The site also uses code splitting when a consumer first visits Lancome-usa.com. This means Lancôme prioritizes which elements on the home page it wants to load first, and which elements are secondary. This gives the shopper the perception that the site has loaded and is ready to interact with, even if content further down the page has not yet loaded.

advertisement

Progressive web apps also load quickly because they use a browser “service worker.” Service workers fetch content in the background on a separate computer processing unit (CPU) than the CPU running the website and completing the tasks the consumer is requesting.
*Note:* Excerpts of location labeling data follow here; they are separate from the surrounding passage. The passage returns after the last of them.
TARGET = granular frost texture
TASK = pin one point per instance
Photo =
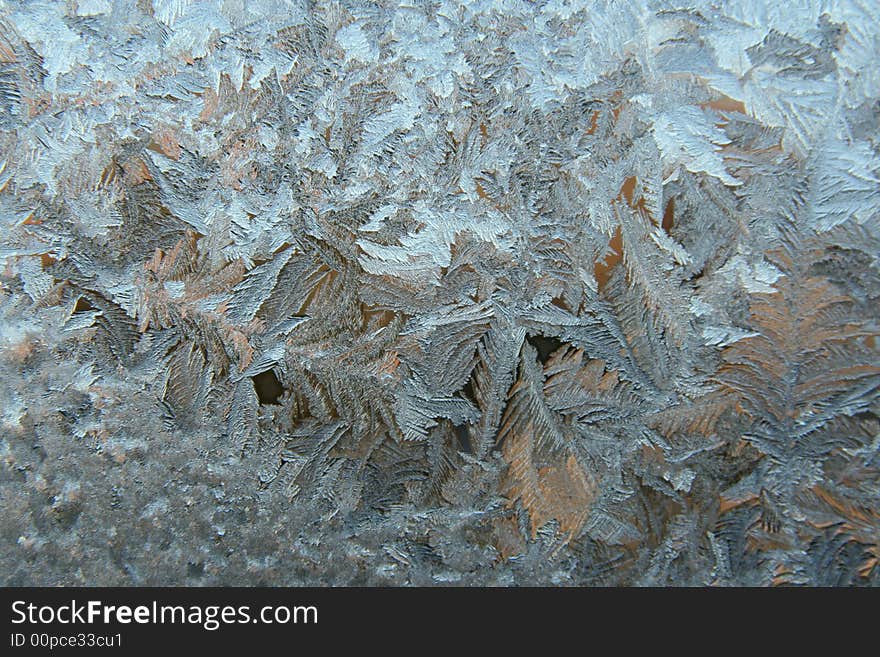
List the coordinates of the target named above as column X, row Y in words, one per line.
column 430, row 293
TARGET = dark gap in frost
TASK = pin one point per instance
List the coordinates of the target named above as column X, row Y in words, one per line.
column 267, row 387
column 544, row 345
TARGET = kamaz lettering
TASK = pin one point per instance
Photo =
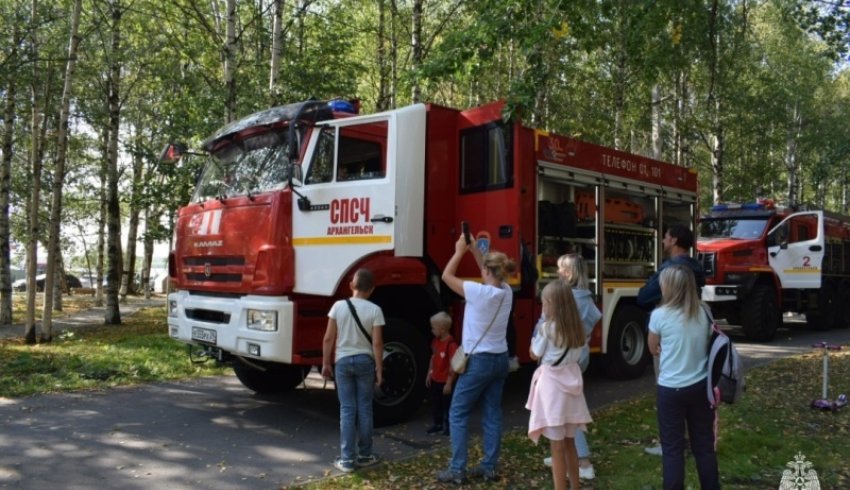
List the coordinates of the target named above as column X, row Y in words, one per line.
column 209, row 244
column 350, row 210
Each smartphone has between two and four CPUs, McLachlan says.

On average across all of its mobile pages in February, the site loaded in 3.5 seconds, which is much faster than the 8-9 second average in February 2016. Plus, a faster site gives Lancome-usa.com a huge SEO boost from Google, Abu-Ghazaleh says. Of the 26 brands L’Oréal Paris owns, Lancôme has the fastest site, he says.

Push notifications benefit progressive web apps too. Retailers can have a pop-up appear on the website and ask the consumer if she would like to receive smartphone alerts from Lancôme. This alert is programmed to appear only after a shopper has interacted in various ways on the site, such as visiting multiple product pages and putting products in her cart, so as not to ask her before she is ready. These alerts are only available to Android users because iPhones do not allow for this technology, McLachlan says.
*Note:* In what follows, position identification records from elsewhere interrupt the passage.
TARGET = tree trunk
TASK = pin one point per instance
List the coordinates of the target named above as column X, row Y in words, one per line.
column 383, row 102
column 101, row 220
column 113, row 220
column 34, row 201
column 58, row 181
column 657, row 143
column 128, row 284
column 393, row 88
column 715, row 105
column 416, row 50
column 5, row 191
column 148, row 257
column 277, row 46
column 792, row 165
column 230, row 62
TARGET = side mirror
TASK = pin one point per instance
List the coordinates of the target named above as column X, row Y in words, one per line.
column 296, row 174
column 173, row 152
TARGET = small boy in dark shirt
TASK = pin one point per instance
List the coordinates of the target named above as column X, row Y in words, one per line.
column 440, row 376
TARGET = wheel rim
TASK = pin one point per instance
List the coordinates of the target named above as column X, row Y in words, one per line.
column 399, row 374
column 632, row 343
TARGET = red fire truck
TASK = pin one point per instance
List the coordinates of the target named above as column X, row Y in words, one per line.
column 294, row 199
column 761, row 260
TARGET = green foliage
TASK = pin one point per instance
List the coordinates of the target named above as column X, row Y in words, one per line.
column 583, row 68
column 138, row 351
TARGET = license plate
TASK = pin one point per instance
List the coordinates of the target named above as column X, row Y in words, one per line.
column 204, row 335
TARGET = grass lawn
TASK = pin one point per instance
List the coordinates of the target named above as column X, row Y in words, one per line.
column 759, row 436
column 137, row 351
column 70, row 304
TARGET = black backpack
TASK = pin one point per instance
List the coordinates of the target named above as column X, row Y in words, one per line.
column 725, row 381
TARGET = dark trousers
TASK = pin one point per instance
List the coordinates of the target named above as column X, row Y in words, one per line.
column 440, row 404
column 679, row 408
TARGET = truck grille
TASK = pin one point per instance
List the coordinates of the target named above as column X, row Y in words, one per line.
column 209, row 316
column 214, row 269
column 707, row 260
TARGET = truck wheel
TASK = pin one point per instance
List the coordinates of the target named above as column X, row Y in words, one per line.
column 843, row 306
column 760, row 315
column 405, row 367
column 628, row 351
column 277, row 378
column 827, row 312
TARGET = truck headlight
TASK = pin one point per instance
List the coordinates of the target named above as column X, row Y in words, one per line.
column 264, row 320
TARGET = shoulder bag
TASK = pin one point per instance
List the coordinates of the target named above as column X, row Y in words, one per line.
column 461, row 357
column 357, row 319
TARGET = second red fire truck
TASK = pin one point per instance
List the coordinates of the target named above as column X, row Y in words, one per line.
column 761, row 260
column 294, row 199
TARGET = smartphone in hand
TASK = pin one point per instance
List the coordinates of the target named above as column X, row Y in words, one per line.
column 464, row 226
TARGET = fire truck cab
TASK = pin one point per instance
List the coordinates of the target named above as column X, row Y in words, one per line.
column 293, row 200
Since the site launched in October, more than 20,000 shoppers have signed up for alerts, Abu-Ghazaleh says. The retailer sends four to five alerts a month about exclusive promotions and product releases. 9% of consumers who tap on a push notification make a purchase, which is much higher than its website conversion rate, Abu-Ghazaleh says.

advertisement

Abu-Ghazaleh says there was minimal heavy lifting on Lancôme’s side and no major work for its internal tech team, only a few tags to add to its code.
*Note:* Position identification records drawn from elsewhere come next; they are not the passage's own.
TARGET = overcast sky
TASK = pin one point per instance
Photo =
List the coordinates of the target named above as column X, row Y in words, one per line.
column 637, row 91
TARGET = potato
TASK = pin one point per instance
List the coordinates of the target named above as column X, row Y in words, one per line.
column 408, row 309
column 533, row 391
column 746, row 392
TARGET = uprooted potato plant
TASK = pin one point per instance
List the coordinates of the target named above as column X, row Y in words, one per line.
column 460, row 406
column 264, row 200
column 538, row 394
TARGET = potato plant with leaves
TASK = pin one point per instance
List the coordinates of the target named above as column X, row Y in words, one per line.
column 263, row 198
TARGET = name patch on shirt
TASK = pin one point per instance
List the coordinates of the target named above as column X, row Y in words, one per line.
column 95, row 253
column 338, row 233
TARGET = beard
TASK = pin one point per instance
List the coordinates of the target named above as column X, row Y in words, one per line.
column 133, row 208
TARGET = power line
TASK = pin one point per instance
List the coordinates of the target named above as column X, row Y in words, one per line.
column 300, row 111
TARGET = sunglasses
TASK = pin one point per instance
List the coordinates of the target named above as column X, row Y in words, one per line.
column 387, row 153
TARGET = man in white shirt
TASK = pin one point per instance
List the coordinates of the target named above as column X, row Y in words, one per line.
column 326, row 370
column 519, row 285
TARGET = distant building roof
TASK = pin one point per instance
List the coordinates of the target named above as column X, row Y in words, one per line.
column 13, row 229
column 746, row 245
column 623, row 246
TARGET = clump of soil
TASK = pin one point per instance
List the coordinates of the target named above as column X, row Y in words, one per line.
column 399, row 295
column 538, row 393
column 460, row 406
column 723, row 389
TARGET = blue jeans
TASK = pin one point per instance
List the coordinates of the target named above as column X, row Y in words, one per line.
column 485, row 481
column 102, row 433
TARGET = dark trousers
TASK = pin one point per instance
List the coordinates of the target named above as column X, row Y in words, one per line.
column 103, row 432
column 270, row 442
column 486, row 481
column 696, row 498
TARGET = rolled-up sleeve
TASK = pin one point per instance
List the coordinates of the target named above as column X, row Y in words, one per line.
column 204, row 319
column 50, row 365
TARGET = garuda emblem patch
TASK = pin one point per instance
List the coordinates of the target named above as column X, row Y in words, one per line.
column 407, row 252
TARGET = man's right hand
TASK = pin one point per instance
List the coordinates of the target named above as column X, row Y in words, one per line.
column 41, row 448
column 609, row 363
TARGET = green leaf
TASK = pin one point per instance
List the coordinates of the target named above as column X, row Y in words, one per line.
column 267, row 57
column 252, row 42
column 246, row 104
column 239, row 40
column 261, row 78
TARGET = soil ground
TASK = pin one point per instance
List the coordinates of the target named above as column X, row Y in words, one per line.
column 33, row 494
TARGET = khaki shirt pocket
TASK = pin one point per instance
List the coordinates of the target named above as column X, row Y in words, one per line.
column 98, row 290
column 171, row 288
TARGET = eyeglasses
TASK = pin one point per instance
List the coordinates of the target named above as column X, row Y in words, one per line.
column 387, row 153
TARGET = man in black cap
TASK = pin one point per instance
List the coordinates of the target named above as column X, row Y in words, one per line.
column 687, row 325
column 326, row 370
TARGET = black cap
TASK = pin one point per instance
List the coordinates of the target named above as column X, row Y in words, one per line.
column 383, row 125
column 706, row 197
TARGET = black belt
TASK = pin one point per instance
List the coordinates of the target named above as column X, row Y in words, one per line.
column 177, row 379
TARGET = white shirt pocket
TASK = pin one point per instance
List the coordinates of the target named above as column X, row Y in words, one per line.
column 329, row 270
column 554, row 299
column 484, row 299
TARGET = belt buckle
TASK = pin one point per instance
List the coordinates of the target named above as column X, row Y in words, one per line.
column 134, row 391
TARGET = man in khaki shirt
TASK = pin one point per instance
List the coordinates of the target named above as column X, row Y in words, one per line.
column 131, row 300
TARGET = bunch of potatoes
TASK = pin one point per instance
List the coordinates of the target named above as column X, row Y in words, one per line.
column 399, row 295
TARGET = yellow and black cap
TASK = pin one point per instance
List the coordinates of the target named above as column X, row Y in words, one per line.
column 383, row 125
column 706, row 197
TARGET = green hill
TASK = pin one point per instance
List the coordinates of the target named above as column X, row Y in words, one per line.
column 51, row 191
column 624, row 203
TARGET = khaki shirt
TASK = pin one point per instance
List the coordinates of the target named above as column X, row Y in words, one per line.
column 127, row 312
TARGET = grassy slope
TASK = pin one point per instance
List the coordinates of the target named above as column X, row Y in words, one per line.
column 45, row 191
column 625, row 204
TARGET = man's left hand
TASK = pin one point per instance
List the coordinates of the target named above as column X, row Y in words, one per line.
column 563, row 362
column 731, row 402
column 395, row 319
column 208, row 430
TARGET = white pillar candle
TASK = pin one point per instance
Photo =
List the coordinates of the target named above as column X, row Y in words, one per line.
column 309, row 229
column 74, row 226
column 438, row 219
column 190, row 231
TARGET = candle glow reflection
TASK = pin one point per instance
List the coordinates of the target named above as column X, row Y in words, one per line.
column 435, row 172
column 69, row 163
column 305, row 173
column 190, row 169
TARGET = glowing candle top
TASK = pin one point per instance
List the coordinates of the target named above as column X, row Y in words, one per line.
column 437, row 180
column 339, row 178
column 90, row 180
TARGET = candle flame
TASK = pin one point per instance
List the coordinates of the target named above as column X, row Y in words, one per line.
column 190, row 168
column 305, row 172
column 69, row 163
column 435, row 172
Mobify charges customers a development fee that can range from the low tens of thousands of dollars to hundreds of thousands of dollars, and then an annual fee of $75,000-$200,000, McLachlan says.

Abu-Ghazaleh says the cost for Lancôme was about 20% less than the cost of developing an app.

Soon, Lancôme will launch its product pages with Google’s Accelerated Mobile Pages (AMP). The brand started the project with Mobify in February and is in the process of finishing the pages, Abu-Ghazaleh says. AMP allows businesses, including retailers, to build lightweight mobile pages that load as fast as possible on smartphones. The AMP pages are accessible only when a consumer taps on a link from Google search results on a smartphone.

advertisement

The pages load super fast because the HTML code contains restrictions, such as not allowing custom Javascript coding. AMP also uses AMP Cache, which is Google’s content delivery network that validates every page works and doesn’t depend on external resources, such as suggested products powered by an e-commerce technology vendor. Instead, coders have to build in these features using Google-approved specifications. A content delivery network is a network of servers that delivers web content to consumers based on their location, the origin of the webpage and the location of the server.